USA - 1997

Movie Review By Andrea Chase

"Anthem" sounds like a great idea for a documentary. Two women working in Hollywood's lower echelons decide to chuck it all and drive across America, cameras in tow, to see what's out there. What they came back with, though, is like a better than average home movie that wouldn't interest anyone outside the immediate family. Not that they didn't try. They lined up interviews with some pretty darned interesting people like Studs Terkel, George McGovern, and Andrei Codrescu. But the finished product looks like nothing so much as two hours worth of outtakes.

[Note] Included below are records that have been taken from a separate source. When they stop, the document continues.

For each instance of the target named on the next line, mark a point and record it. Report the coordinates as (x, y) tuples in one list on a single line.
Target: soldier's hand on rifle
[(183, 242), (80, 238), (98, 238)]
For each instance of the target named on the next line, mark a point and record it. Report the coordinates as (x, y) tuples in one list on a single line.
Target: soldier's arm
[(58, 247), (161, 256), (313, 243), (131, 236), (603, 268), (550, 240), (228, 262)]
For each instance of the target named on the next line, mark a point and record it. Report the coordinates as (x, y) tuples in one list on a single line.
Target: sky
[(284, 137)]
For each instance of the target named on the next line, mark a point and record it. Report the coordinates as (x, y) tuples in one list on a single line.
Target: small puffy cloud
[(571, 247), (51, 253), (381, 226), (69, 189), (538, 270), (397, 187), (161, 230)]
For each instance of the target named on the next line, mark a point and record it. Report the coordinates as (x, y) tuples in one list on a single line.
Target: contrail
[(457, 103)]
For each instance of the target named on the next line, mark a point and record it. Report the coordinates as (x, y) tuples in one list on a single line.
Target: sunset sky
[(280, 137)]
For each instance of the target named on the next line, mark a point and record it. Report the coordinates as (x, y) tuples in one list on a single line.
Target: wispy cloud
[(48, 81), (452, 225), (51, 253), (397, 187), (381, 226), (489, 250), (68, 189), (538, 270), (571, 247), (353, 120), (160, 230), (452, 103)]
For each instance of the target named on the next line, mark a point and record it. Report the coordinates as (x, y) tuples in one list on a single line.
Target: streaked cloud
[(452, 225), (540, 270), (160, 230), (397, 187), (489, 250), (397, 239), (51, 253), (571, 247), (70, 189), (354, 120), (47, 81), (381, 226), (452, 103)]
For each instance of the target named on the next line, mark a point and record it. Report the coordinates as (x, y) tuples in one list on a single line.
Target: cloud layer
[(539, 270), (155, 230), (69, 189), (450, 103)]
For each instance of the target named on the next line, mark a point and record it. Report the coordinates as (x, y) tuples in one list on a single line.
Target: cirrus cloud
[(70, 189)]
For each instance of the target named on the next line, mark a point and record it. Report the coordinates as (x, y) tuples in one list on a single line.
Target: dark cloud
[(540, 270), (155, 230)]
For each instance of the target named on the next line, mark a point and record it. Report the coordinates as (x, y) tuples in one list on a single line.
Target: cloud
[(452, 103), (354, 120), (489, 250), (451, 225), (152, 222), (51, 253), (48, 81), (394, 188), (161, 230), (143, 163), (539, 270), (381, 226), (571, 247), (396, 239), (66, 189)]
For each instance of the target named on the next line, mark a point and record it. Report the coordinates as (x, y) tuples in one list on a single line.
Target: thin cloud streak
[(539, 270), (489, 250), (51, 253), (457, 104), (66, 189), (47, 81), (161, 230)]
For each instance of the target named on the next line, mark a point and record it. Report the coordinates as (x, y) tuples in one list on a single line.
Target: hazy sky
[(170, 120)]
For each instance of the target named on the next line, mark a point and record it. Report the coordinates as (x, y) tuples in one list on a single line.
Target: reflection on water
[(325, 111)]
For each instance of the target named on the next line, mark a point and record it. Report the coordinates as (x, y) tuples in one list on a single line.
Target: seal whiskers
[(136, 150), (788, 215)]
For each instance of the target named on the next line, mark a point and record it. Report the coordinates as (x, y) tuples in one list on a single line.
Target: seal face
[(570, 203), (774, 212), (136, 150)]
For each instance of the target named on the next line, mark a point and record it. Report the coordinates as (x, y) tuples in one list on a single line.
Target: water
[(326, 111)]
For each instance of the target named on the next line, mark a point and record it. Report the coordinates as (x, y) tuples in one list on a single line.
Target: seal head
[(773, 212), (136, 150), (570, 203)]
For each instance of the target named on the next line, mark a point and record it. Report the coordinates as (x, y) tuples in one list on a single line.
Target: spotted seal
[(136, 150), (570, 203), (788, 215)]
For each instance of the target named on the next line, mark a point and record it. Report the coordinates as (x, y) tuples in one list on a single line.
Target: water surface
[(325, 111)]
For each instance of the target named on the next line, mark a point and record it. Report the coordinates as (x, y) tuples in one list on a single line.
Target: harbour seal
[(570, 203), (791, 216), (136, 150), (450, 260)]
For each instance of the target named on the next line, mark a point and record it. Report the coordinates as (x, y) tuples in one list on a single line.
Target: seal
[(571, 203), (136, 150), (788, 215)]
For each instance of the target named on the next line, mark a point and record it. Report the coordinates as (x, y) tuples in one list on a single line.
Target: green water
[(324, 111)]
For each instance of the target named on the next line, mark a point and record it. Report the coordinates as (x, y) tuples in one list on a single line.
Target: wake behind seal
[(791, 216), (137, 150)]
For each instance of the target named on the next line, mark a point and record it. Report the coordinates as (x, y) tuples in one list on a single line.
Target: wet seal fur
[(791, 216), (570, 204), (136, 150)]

Where did it go wrong? Part of the problem is that there's no overall theme to make it hang together in a decisive fashion, and I can just imagine what happened. They got home, looked at the footage and went, o pish, this stuff is just all over the place. Hey, I've got an idea, let's use that as the theme! Like so many ideas born of panic and too much caffeine, it sounds better than it plays.

Then there are the interviews themselves. They're dull. And this can't have been easy to pull off so consistently. I've been thinking now for over a week, and not without an odd sort of respect, about the finesse necessary to make the original gonzo, Hunter S. Thompson, boring, especially when you consider that they caught him as he was working on Jerry Garcia's obituary.

"Anthem" does have two things going for it. The first is Michael Stipes of R.E.M in stream of consciousness mode, free-associating topics ranging from his grandmother to oral sex. The second is the appreciation this film promotes for really well done cinema-verité documentaries. Worthy efforts like, say "Sherman's March," or "Roger and Me" are just a little trickier to pull off than their point and shoot style implies. And I heartily recommend that you rent either or both of them instead of seeing "Anthem."